As I’ve written before, guessing at the motives and methods of plaintiffs’ lawyers in class actions can be much like old-style Kremlinology. But every once in a while, we get a little more information. The most recent comes from University of Minnesota Law School professor Stephen Meili, who just published his article Collective Justice and Personal Gain? An Empirical Analysis of Consumer Class Action Lawyers and Named Plaintiffs in the Akron Law Review.

Professor Meili’s methodology is not ideal: he basically just sent a series of open-ended questions to class-action plaintiffs and their attorneys, asking them about their perceptions of how a given case proceeded, and how fair the process was. As he admits, that means that no one talks about unsuccessful cases. Moreover, the self-reporting means that the plaintiffs’ lawyers may try to make themselves sound more noble than they are otherwise. (For example, only 5 of 33 lawyers mentioned making money. There may be that many noble plaintiffs’ attorneys, but they seem to disappear around the time they make fee requests.)

Nonetheless, because of its open-ended nature, Professor Meili’s survey elicited some revealing statements from the plaintiffs attorneys, and he does not shy away from the implications of what those attorneys told him. Among them:

Unlike conventional plaintiffs’ lawyers, class-action lawyers inflate the expectations of their clients.

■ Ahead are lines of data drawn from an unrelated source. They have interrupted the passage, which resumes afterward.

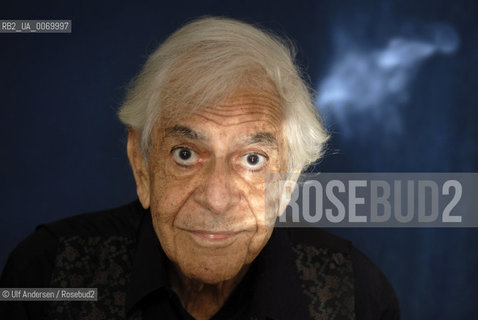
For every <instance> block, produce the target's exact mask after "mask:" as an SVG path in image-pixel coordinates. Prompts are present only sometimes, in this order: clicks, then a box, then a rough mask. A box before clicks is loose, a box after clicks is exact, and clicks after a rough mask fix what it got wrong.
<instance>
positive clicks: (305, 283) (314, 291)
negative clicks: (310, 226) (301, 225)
mask: <svg viewBox="0 0 478 320" xmlns="http://www.w3.org/2000/svg"><path fill="white" fill-rule="evenodd" d="M288 233H289V238H290V240H291V245H292V250H293V252H294V253H295V258H296V266H297V270H298V274H299V278H300V280H301V282H302V284H303V288H304V290H305V294H306V295H308V296H309V297H310V298H311V299H312V300H313V301H315V303H316V304H317V306H316V307H317V308H319V309H322V308H323V307H324V306H326V307H330V308H332V309H334V310H342V311H341V312H343V313H344V314H343V315H344V316H345V317H346V318H347V317H348V318H353V317H354V314H355V317H356V318H357V319H399V318H400V312H399V307H398V300H397V298H396V294H395V291H394V290H393V288H392V286H391V284H390V283H389V281H388V280H387V278H386V276H385V275H384V274H383V272H382V271H381V270H380V268H379V267H378V266H377V265H376V264H375V263H373V262H372V261H371V260H370V259H369V258H368V257H367V256H366V255H365V254H363V253H362V252H361V251H360V250H358V249H357V248H356V247H354V245H353V244H352V242H350V241H348V240H345V239H343V238H341V237H339V236H336V235H334V234H331V233H329V232H327V231H325V230H322V229H318V228H315V229H308V228H300V229H290V230H289V231H288ZM316 297H318V299H315V298H316ZM337 304H340V305H337ZM384 316H385V317H384ZM382 317H384V318H382Z"/></svg>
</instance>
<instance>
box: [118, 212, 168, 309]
mask: <svg viewBox="0 0 478 320" xmlns="http://www.w3.org/2000/svg"><path fill="white" fill-rule="evenodd" d="M141 210H144V209H142V208H141ZM144 211H145V212H144V214H143V217H142V219H141V220H142V221H141V224H140V227H139V229H138V234H137V236H136V238H137V242H136V250H135V253H134V258H133V268H132V274H131V279H130V282H129V284H128V286H127V288H126V313H128V312H130V311H131V310H132V308H133V307H134V306H135V305H136V304H137V303H138V302H140V301H141V300H142V299H143V298H144V297H146V296H147V295H148V294H150V293H152V292H153V291H155V290H157V289H160V288H169V280H168V276H167V274H168V273H167V256H166V254H165V253H164V251H163V249H162V248H161V244H160V242H159V240H158V237H157V236H156V233H155V232H154V228H153V224H152V221H151V214H149V210H144Z"/></svg>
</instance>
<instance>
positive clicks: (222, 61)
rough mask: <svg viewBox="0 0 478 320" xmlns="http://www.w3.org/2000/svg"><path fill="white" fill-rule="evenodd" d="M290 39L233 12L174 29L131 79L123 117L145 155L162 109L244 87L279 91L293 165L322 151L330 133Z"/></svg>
mask: <svg viewBox="0 0 478 320" xmlns="http://www.w3.org/2000/svg"><path fill="white" fill-rule="evenodd" d="M294 58H295V50H294V47H293V46H292V45H291V43H290V41H287V40H285V39H282V38H280V37H278V36H276V35H274V34H272V33H270V32H267V31H264V30H262V29H260V28H258V27H255V26H252V25H250V24H246V23H244V22H240V21H237V20H233V19H228V18H221V17H205V18H200V19H198V20H195V21H193V22H190V23H188V24H186V25H184V26H183V27H182V28H180V29H179V30H177V31H176V32H175V33H173V34H172V35H171V36H170V37H169V38H168V39H166V41H165V42H164V43H163V44H162V45H160V46H159V48H158V49H156V51H154V52H153V53H152V54H151V55H150V56H149V58H148V60H147V62H146V64H145V65H144V67H143V69H142V70H141V72H140V73H139V75H138V76H137V77H136V78H135V79H133V81H132V82H131V84H130V86H129V88H128V91H127V95H126V99H125V102H124V104H123V105H122V106H121V108H120V110H119V118H120V120H121V121H122V122H123V123H124V124H125V125H126V126H128V127H130V128H132V129H134V130H137V131H138V132H140V133H141V148H142V152H143V155H144V156H145V160H146V161H147V159H148V155H149V149H150V144H151V138H150V136H151V133H152V129H153V127H154V125H155V124H156V123H157V121H158V119H159V117H160V116H162V115H165V113H173V114H174V113H175V112H178V108H182V109H183V110H187V109H184V108H199V107H204V106H207V105H211V104H214V103H218V102H220V101H223V100H224V99H226V98H227V97H228V96H230V95H231V94H233V93H234V92H237V90H238V89H241V88H243V89H244V88H256V89H259V90H265V91H269V92H273V93H274V94H275V95H278V98H279V100H280V102H281V107H282V109H283V110H282V112H283V116H284V123H283V135H284V137H285V140H286V143H287V161H288V162H287V166H288V168H287V169H288V170H289V172H298V171H301V170H302V169H304V168H305V167H306V166H308V165H309V164H311V163H313V162H314V161H315V160H317V159H318V158H320V156H321V155H322V153H323V149H324V144H325V142H326V140H327V138H328V134H327V131H326V130H325V128H324V127H323V125H322V122H321V120H320V117H319V115H318V113H317V109H316V108H315V105H314V103H313V97H312V94H311V92H312V90H310V88H309V87H308V86H307V84H306V82H305V81H304V80H303V79H302V77H301V72H300V70H299V67H298V66H297V65H296V64H295V62H294Z"/></svg>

[C]onsumer class action lawyers often deliberately inflate the expectations of their clients, encouraging them to look beyond individual monetary compensation and focus instead on relief for the entire class, which sometimes includes non-monetary awards. In this way, class action lawyers do more than merely manage their client’s expectations, a well-documented process in individual litigation. Instead, they consciously urge their clients to expand those expectations. If their clients refuse to be so encouraged, the lawyers opt not to include them as named plaintiffs.

Class-action lawyers prefer ignorant clients because they are easier to control.

[I]t appears that in choosing a suitable class representative, consumer class action lawyers seek someone willing to represent large numbers of persons but who was unaware of such willingness before they talked to the lawyer. The lawyers find it easier to keep such named plaintiffs focused throughout the typically long class action process.

Class-action lawyers don’t communicate with their clients.

This awareness of named plaintiff motivation is particularly noteworthy because most of the lawyers in the study said that they spend less time communicating with named plaintiffs than they do with their clients in individual cases.

What does these findings mean for defendants? They do confirm some of defense lawyers’ suspicions. Class actions are usually manufactured cases, and it is really the lawyer driving the case, not the client. But the most disturbing conclusion is not that the lawyers are in the drivers’ seat. After all, for many defense lawyers and judges, that is hardly news.   Instead, it is the finding that many class-action lawyers deliberately screen for the most ignorant and malleable clients, so that they’ll be easier to control. In the day-to-day conduct of the litigation, this may not mean much. But should the parties try to reach a settlement, this means that the named plaintiff is more likely to serve the plaintiff attorneys’ interests than those of the class. And that is exactly what courts try to guard against.

It also means that plaintiffs’ counsel continue to treat the adequacy of their clients as a hurdle, rather than a requirement. As a result, as both zealous advocates and officers of the court, it is critical that defense lawyers probe the adequacy of the proposed class representative. In particular, defense attorneys should be asking:

  • Was it the client’s idea to bring the case as a class action?
  • Was the client recruited to the case?
  • How often does the client communicate with her lawyer?
  • What were the client’s expectations at the beginning of the litigation?

Defense counsel have long argued that ignorant plaintiffs are inadequate plaintiffs, often with little success. Professor Meili’s study shows that, once again, defendants should not focus on the ignorance itself, but its effects. The reason ignorant plaintiffs are inadequate is not because they are ignorant, but because they lack the independence to stand up to their lawyers.